After an extensive and learned review of these two approaches and the English cases from which they arose, a majority of the Court opted for the qualified privilege. “[W]e cannot accept”, the Court said at p. 162, “the absolute and unqualified privilege laid down in Munster v. Lamb.’’ Thus, the Court went on to say, “if counsel in the trial of a cause maliciously slanders a party, or witness or any other person in regard to a matter that has no reference or relation to, or connection with, the case before the court, he is and ought to be answerable in an action by the party injured.”

The second case, Hunckelv. Voneiff, 69 Md. 179, concerned the extent of the privilege possessed by a witness; and, in contrast to the view taken in Maulsby with respect to counsel, the Court concluded that an absolute privilege existed.
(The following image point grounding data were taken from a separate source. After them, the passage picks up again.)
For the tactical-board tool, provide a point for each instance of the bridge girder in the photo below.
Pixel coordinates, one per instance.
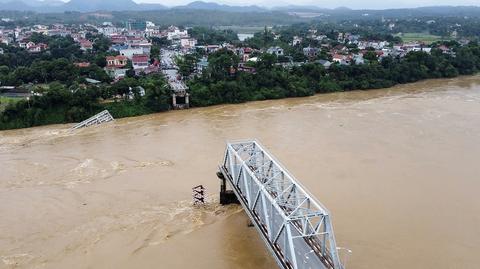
(295, 226)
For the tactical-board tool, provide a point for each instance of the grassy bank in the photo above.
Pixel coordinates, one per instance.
(5, 101)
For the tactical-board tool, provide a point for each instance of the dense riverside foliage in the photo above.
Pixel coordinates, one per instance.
(65, 97)
(222, 83)
(62, 104)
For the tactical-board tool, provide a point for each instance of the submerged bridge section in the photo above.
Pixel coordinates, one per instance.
(295, 227)
(101, 117)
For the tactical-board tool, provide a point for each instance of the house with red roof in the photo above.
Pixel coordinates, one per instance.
(85, 44)
(140, 61)
(116, 66)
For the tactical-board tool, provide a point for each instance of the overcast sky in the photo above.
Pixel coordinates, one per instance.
(356, 4)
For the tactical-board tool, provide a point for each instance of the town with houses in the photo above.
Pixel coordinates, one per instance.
(131, 49)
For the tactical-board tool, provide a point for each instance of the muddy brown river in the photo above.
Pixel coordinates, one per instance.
(399, 169)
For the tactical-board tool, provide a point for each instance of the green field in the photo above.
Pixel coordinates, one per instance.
(4, 101)
(421, 37)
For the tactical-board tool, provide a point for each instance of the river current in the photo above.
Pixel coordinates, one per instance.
(398, 169)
At p. 187, the Court stated quite succinctly the basis for this policy:

“The case now before us is not that of an advocate but of a witness, and in our opinion it is of the greatest importance to the administration of justice that witnesses should go upon the stand with their minds absolutely free from apprehension that they may subject themselves to an action of slander for what they may say while giving their testimony.”

In reaching this conclusion, the Court squarely aligned itself with the English courts, which also had adopted an absolute privilege for witnesses, notwithstanding that the weight of American authority “is in favor of a much greater restriction upon the privilege than is sanctioned by the English decisions.” 69 Md. at 193. But, continued the Court:

“[W]e are not controlled by any decision of our own courts, and are at liberty to settle the law for this State according to our best judgment. After a most careful consideration of the subject, we are convinced that the privilege of a witness should be as absolute as it has been decided to be by the English authorities we have cited, and we accordingly adopt the law on this subject as they have laid it down.” Id. at 193.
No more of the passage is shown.